S. Korea, Japan start HPAI culling, Great Britain prepares
Story Date: 12/1/2016

 

Source: Chris Scott, MEATINGPLACE, 11/30/16


Officials in South Korea and Japan have begun culling thousands of birds in the wake of an outbreak of the H5N6 strain of highly pathogenic avian influenza (HPAI) as Great Britain watches for a possible HPAI spread from France.


South Korea’s Ministry of Agriculture, Food and Rural Affairs plans to cull at least 2.78 million birds on top of the 1.68 million already killed less than a month after confirmation of H5N6 among 13 birds. The figure represents about 3.3 percent of the Asian nation’s total poultry population of nearly 85 million, according to a report from Reuters.
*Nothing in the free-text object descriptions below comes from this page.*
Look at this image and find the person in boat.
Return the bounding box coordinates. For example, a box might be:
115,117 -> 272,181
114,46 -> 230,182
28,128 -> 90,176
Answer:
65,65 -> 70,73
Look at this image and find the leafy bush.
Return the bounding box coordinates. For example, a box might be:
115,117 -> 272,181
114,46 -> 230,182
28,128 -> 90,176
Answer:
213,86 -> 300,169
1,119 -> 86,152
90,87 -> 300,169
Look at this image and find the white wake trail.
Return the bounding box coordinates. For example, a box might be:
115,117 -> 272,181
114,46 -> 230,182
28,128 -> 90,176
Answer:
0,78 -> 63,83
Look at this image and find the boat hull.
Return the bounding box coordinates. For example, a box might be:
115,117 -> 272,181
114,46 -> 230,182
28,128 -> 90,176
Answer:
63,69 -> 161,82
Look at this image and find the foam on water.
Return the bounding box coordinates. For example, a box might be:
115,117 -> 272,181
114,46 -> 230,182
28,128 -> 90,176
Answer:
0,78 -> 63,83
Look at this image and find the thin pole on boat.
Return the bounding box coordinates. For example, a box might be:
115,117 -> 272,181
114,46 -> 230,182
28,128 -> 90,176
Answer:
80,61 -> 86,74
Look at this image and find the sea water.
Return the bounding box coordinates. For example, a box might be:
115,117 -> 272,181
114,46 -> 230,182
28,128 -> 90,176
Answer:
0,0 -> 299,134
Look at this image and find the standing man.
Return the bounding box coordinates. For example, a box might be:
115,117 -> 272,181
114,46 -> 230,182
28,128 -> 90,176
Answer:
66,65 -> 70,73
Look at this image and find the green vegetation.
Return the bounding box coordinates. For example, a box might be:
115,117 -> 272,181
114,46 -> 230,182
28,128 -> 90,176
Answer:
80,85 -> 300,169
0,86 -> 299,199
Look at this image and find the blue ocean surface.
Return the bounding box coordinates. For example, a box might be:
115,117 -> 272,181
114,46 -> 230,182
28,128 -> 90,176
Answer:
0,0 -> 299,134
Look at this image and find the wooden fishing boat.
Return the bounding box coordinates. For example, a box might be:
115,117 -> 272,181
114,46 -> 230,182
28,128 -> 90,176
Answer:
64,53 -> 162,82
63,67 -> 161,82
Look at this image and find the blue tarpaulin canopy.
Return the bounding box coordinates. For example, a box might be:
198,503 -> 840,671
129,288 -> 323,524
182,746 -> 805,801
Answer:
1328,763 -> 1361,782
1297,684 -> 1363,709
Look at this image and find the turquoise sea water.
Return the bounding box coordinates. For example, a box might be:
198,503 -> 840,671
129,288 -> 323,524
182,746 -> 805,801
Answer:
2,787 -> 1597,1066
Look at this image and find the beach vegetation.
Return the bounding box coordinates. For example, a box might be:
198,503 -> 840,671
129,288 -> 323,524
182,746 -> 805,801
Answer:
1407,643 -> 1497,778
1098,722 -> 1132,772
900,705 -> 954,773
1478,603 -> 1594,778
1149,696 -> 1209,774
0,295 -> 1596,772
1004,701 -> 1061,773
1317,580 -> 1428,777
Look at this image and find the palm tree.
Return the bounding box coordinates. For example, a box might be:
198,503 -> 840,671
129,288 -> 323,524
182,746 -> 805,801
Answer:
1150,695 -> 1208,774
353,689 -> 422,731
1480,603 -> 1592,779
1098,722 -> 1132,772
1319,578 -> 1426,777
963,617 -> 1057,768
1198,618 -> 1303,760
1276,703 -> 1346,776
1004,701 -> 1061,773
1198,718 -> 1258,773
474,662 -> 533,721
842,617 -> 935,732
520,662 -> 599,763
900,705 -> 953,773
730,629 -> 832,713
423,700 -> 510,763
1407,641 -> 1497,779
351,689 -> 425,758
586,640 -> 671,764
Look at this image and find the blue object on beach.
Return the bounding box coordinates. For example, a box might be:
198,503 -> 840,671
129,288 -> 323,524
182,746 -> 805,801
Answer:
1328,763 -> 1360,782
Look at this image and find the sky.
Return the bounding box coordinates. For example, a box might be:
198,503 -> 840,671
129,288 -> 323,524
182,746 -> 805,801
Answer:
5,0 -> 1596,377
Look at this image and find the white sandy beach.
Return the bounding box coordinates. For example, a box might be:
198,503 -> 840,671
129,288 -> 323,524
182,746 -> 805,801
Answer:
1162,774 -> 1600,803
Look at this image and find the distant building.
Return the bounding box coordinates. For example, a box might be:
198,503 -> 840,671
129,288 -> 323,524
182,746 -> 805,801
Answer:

Ministry officials said testing is continuing on other birds, but the culling and other biosecurity measures are in place as a precaution to prevent additional spread of the virus.


Meanwhile, Japan is culling about 301,000 birds on chicken farms in Niigata prefecture, where about 60 poultry farms operate and 500,000 chickens are raised, according to a report in the Malaysian Digest. An additional 165,000 ducks are being culled in Aomori prefecture after confirmation of an H5N6 outbreak was reported last week, according to the World Organization for Animal Health (OIE), which is tracking at least two forms of avian influenza across Europe and Asia. It’s Japan’s first bird flu outbreak in nearly two years, OIE noted.


The European outbreak of H5N8 has officials in Great Britain concerned, especially after the confirmation last week of an outbreak in northern France — just 30 miles from Dover, England. Officials at the British Poultry Council announced that much of the focus centers on wild birds potentially bringing the virus across the English Channel as extremely colder weather could spark migrations by wild birds. Biosecurity measures are still being launched in France as officials there continue to try to determine the source of the virus and contain its spread.